Finding a charity to donate your hard-earned event money to is always tricky because you want to make sure the money is going to the people in need. Often times charities end up spending most of their funds on their own campaign and operating costs, and some even commit outright fraud! It’s all very similar to the homeless man you see standing on the freeway off-ramp: if you give him money, is he really going to go buy food or buy booze? That same feeling can get exaggerated ten-fold when finding a reputable non-profit to tie to your event, because in this case you’re dealing with other people’s money and not your own. Although having your event attached to a charity can help you increase attendance, as well as aid a worthy cause, it can also be a stressful experience choosing the right one. Thankfully there are numerous industry watchdogs out there that are helping ease the process.

To locate and weed out non-efficient or fraudulent charity organizations, the Better Business Bureau’s Wise Giving Alliance has recently changed its guidelines when it comes to evaluating charities. In order to be considered reputable by the BBB, a charity/non-profit must spend at least 65% of its revenue on its needy. The charity must also send annual reports to the BBB, quickly reply to any complaints, and meet a long list of qualifications (see the full “standards for charity accountability”). Some feel the BBB’s system is flawed however, because it is dependent on full cooperation of charities to accurately disclose all financials, complete a questionnaire, and comply with all additional requests for information. Regardless, it’s still a great reference point.

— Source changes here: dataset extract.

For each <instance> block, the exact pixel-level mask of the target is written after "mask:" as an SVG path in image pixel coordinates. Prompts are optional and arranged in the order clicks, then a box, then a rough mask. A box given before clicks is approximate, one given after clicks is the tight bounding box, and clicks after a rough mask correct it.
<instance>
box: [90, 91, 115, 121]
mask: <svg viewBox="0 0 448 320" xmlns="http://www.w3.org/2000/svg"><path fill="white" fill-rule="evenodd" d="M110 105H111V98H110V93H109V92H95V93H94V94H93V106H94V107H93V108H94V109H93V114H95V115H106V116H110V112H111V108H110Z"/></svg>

Another organization known as the American Institute of Philanthropy evaluates and scrutinizes charity tax forms along with audited financial statements in order to pinpoint sub-par charities and “maximize the effectiveness of every dollar contributed.” Their validity lies in their industry independence, meaning they do not charge charities to appear on their lists and they do not accept advertising on their site. Furthermore, they evaluate many charities the BBB may skip including social welfare groups not eligible for tax-deductible contributions, like the ACLU and HRC.

Finally there are numerous independent organizations such as Guidestar and Charity Navigator, with user-friendly interfaces that help simplify charity breakdowns. In addition, many state regulators are beginning to build their own standards for charities and making their findings available to the public (for Californias go to With all these tools in place, finding a reputable charity has never been easier.